Solch ein Kind war ich. Verwandte hatte ich nicht, über den Verbleib der Frau, die mich geboren hat, war nichts bekannt. Daher waren Pflegeeltern für mich erwünscht, und als sich ein Ehepaar aus dem Patenbetrieb interessiert zeigte, wurde eine Zusammenkunft im Heim vermittelt, zunächst unverbindlich und ohne mir die Absicht der fremden Leute zu nennen. Ich ging damals noch in die erste Klasse, hatte mich im Heim eingelebt, war aber schüchtern. Die Leute nahmen mich mit in den Tierpark und schließlich an einem Sonntag mit nach Hause. Sie banden mir Schleifen ins Haar und schenkten mir eine große Puppe, die ein Spitzenkleid trug und Schlafaugen hatte. Eine Torte wurde auf den Tisch gestellt, Kerzen wurden angezündet, und es kamen Menschen zu Besuch, lauter fremde Menschen, Eltern und Verwandte des Ehepaars, die mich betrachteten, zu mir sprachen und sich wunderten, weil sie kein Wort aus mir herausbrachten. Sie waren so überaus freundlich und lachten immerzu. Ich zog mir die Schleifen aus dem Haar und warf sie unter den Tisch. Dann rutschte ich vom Stuhl und kroch selber unter den Tisch. Alle bückten sich und guckten nach mir, die vielen Augen und die winkenden Hände, und weil ich nicht vorkommen wollte, reichten sie mir die Puppe, die sollte mich locken. Ich nahm die Puppe, stach ihr mit dem Finger beide Augen aus und zerriss das Spitzenkleid. Da brachten sie mich ins Heim zurück und sagten, ich sei verhaltensgestört. Ich rannte in das Zimmer, wo mein Bett stand, ergriff meine Lola und drückte sie an mich, und als die Erzieherin kam, stieß ich mit den Füßen nach ihr.

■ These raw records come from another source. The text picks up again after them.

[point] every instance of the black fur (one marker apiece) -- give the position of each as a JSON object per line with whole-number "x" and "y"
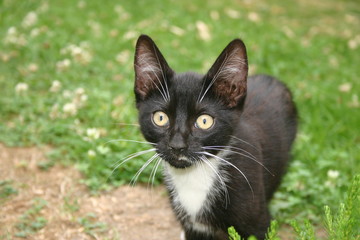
{"x": 258, "y": 110}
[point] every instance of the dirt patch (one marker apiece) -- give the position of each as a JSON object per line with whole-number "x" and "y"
{"x": 70, "y": 211}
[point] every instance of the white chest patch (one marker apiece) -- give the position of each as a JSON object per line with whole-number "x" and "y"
{"x": 193, "y": 185}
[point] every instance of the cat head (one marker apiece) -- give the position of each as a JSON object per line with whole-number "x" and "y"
{"x": 185, "y": 113}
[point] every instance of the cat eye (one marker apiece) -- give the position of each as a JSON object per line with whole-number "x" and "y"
{"x": 204, "y": 122}
{"x": 160, "y": 118}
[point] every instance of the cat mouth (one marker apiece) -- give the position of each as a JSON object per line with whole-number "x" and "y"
{"x": 180, "y": 161}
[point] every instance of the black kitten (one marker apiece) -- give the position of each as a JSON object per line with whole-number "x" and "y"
{"x": 224, "y": 139}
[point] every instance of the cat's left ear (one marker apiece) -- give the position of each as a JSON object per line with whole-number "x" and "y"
{"x": 151, "y": 69}
{"x": 227, "y": 78}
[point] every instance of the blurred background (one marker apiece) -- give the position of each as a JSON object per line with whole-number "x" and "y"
{"x": 66, "y": 82}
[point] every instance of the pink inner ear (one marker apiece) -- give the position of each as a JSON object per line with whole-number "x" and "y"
{"x": 151, "y": 69}
{"x": 230, "y": 80}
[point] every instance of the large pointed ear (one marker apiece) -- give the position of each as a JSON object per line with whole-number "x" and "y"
{"x": 227, "y": 78}
{"x": 151, "y": 69}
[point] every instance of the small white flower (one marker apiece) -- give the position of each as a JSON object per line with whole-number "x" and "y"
{"x": 33, "y": 67}
{"x": 91, "y": 153}
{"x": 54, "y": 113}
{"x": 29, "y": 20}
{"x": 232, "y": 13}
{"x": 67, "y": 94}
{"x": 79, "y": 91}
{"x": 70, "y": 109}
{"x": 93, "y": 133}
{"x": 14, "y": 37}
{"x": 55, "y": 86}
{"x": 62, "y": 65}
{"x": 83, "y": 98}
{"x": 333, "y": 174}
{"x": 254, "y": 17}
{"x": 21, "y": 88}
{"x": 345, "y": 87}
{"x": 103, "y": 150}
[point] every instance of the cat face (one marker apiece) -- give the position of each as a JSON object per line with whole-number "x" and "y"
{"x": 183, "y": 113}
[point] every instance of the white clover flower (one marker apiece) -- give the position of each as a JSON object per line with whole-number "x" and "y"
{"x": 103, "y": 150}
{"x": 333, "y": 174}
{"x": 29, "y": 20}
{"x": 55, "y": 86}
{"x": 83, "y": 98}
{"x": 70, "y": 109}
{"x": 21, "y": 88}
{"x": 33, "y": 67}
{"x": 54, "y": 113}
{"x": 63, "y": 65}
{"x": 91, "y": 153}
{"x": 14, "y": 37}
{"x": 93, "y": 133}
{"x": 80, "y": 91}
{"x": 67, "y": 94}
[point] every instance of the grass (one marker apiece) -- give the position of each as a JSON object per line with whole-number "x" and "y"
{"x": 66, "y": 80}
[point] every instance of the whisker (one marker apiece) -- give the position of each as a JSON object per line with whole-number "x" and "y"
{"x": 129, "y": 157}
{"x": 222, "y": 182}
{"x": 128, "y": 124}
{"x": 134, "y": 179}
{"x": 241, "y": 140}
{"x": 252, "y": 157}
{"x": 232, "y": 165}
{"x": 154, "y": 170}
{"x": 128, "y": 140}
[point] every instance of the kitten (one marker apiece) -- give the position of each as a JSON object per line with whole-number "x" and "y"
{"x": 224, "y": 139}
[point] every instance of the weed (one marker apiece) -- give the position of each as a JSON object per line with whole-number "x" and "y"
{"x": 6, "y": 190}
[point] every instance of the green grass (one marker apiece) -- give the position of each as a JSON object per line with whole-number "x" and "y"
{"x": 313, "y": 46}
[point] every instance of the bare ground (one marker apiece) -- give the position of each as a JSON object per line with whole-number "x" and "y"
{"x": 71, "y": 212}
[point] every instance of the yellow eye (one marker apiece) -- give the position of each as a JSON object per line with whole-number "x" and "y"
{"x": 160, "y": 118}
{"x": 204, "y": 121}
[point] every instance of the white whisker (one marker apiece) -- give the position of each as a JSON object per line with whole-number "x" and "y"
{"x": 129, "y": 157}
{"x": 241, "y": 140}
{"x": 154, "y": 170}
{"x": 222, "y": 182}
{"x": 128, "y": 140}
{"x": 232, "y": 165}
{"x": 134, "y": 179}
{"x": 250, "y": 156}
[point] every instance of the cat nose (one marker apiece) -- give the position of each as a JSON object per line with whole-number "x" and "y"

Tagelang ließ ich die Erzieherin merken, wie böse ich ihr war, weil sie mich an Fremde hatte abgeben wollen. Sie verstand das, sie hatte schon gemerkt, dass ich unter den Menschen, die mich umgaben, einen Ersatz für meine Oma suchte und dass meine Wahl auf sie gefallen war. Deshalb gab sie sich mit mir besondere Mühe, obwohl sie fünfzehn Kinder in der Gruppe zu betreuen hatte. Wir söhnten uns wieder aus. Bei jeder Gelegenheit schob ich meine Hand in ihre, und abends; bevor ich einschlief, hielt ich sie ganz fest in den Armen.

Eines Tages sagte sie uns, dass sie heiraten wolle. Sie brachte ihren Freund mit, einen Offizier, der zog seine Uniformjacke aus und spielte im Garten mit uns Ball. Die Jungen waren begeistert von ihm. Ich mochte ihn auch, denn ich ahnte noch nichts. Als ich erfuhr, dass er nach der Heirat seine Frau mitnehmen würde, wünschte ich mir Zauberkraft, um ihn in einen Frosch zu verwandeln. Warum wollte sie uns verlassen, waren wir nicht ihre Kinder? Ja, das schon, und sie ging nicht gern von uns fort, doch nun würde sie bald ein eigenes Kind haben und mit ihrem Mann dort, wo er im Einsatz war, eine Wohnung bekommen. Sie hätte das lieber nicht sagen sollen: ein eigenes Kind... Viele von uns wurden traurig. Da tröstete sie uns und versprach, dass sie uns besuchen und jedem Kind Karten schreiben wolle. Karten kamen auch wirklich, zuerst oft, dann seltener, und ich wunderte mich nicht, als gar keine mehr kamen. Die Karten an mich hatte ich zu Omas Karten in den Puppenkoffer gelegt. Wenn andere Kinder manchmal noch von der Erzieherin sprachen, sagte ich: "Sie kommt nie wieder." Und damit behielt ich recht. Eine neue Erzieherin hatte unsere Gruppe übernommen, und als wir von der jüngsten in die mittlere Gruppe kamen, erhielten wir wieder eine neue Erzieherin. Der Wechsel machte mir nun nichts mehr aus. Umgeben von wohlwollenden Menschen, Erziehern und Lehrern, traf ich eine besondere Auswahl nicht noch einmal. Unter den Kindern im Heim und unter den Klassenkameraden hatte ich mal die eine, mal die andere Freundin. An keine schloss ich mich enger an - bis Ruth ins Heim kam.